Thank you for your wisdom and experience sharing Mary. My experience mirrors yours quite a bit.
It's so important to have a provider that is willing to work with you when things aren't as expected. Everyone is different. Unfortunately, one of the similarities among people who are struggling with hearing loss is to be frustrated and displeased with the product and the provider.
Many whom I know have been very happy with hearing aids fit and provided by big box retailers like Costco. Others are not. The training of the fitter is extremely important as is that person's patience with the frustrated hearing aid buyer.
And yes, every person's hearing loss is unique. Some are far easier to fit than others. That's where the experience of the fitter comes in big. It's also where issues that go beyond basic hearing loss might be in play.
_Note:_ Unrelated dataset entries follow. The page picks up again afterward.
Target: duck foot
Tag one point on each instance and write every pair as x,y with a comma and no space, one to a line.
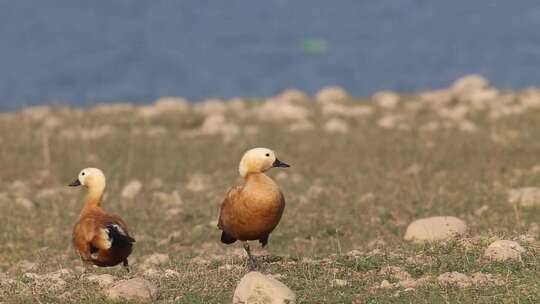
252,264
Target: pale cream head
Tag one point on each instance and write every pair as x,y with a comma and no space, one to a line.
259,160
91,178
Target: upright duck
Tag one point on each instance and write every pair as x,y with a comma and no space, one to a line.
252,211
99,237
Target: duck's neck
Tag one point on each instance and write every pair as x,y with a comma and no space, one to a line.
94,197
258,178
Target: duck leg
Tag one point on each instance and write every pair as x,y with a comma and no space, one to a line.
248,251
125,263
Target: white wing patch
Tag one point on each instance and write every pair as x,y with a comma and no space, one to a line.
104,235
119,229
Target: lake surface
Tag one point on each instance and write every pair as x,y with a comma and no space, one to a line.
82,52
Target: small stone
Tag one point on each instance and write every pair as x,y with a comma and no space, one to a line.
339,283
273,110
256,287
503,250
481,210
301,126
435,229
157,259
26,266
198,182
133,289
336,125
171,105
331,94
470,83
385,284
454,278
525,197
170,273
131,189
388,121
386,99
292,96
24,202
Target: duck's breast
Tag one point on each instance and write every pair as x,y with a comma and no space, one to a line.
256,213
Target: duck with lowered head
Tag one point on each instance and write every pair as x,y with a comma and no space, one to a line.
100,238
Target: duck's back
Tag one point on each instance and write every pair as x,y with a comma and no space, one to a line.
102,238
252,211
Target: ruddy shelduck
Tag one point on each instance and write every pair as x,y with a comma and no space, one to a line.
252,211
100,238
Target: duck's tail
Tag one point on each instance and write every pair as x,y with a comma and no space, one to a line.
118,236
227,239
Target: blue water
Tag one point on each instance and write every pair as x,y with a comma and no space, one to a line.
81,52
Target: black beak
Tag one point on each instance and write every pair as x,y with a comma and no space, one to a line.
75,183
279,164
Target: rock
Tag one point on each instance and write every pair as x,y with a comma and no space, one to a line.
197,182
331,94
385,284
344,110
395,272
462,280
454,278
273,110
103,280
133,289
339,283
148,112
503,250
157,259
211,106
171,105
435,229
212,124
131,189
113,108
24,202
36,113
436,98
300,126
525,197
469,83
388,121
336,125
483,209
467,126
530,98
255,287
386,99
292,96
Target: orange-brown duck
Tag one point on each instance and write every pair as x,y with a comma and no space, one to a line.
252,211
99,237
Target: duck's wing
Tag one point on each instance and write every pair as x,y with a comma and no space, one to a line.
104,232
227,203
117,231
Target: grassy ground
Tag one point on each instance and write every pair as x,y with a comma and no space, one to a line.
351,192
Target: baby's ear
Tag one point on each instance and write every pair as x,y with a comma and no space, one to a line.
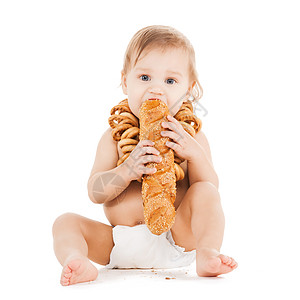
124,84
192,84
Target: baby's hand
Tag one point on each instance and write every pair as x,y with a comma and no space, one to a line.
141,155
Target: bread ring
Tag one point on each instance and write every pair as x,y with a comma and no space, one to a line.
126,130
120,119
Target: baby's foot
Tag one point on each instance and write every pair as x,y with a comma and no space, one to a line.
78,270
210,262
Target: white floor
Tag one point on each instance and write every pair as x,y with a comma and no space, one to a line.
246,282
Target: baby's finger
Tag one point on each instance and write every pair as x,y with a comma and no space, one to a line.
147,170
146,143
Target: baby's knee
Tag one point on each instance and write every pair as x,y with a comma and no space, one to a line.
64,220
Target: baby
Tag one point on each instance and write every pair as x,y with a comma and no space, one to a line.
159,63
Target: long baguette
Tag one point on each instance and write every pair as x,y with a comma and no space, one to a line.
158,189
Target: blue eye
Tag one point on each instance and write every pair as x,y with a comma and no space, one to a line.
144,77
171,79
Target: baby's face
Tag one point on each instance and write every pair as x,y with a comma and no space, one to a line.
158,75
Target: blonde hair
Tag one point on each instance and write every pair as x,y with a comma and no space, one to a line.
162,37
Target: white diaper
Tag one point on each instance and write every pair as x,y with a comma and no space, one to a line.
138,247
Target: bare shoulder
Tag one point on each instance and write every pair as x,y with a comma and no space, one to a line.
201,138
106,154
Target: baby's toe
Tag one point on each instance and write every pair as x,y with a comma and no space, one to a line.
68,275
225,259
65,281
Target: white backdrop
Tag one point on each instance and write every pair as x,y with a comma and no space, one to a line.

Fitting hearing aids properly is a skill, particularly when the person being fitted has a unique loss. Most progressive hearing loss is caused by noise exposure, drug interactions, or normal aging. However, it can sometimes be caused by medical issues that need treatment aside from hearing technology.
The audiology profession has had to adapt to a lot of changes. It's important for all of us to know that some of the fitters/providers have doctorate level degrees in the field, they are AuD (Doctors of Audiology), others may have a master's degree and be identified with the letters MS-CCCA or MA-CCCA for master's degree certified clinical competence in audiology.
Many who work as assistants or at the big box stores have far less education and are called 'hearing instrument specialists'. HIS requires no college degree at all, but training in the field as an apprentice.
If a person's hearing loss is not complex, basic amplification may be all that is needed. However, if it is more advanced and unique it may need many adjustments before it feels right.
Important though, is to understand that hearing aids do not 'cure' hearing loss. They do not fully correct it either. They are 'aids' to better hearing. People who adjust to using them usually find they are extremely helpful, and greatly missed when not available.
How do you react to suggestions provided by your provider? How does your provider react to the concerns you express at your appointment(s).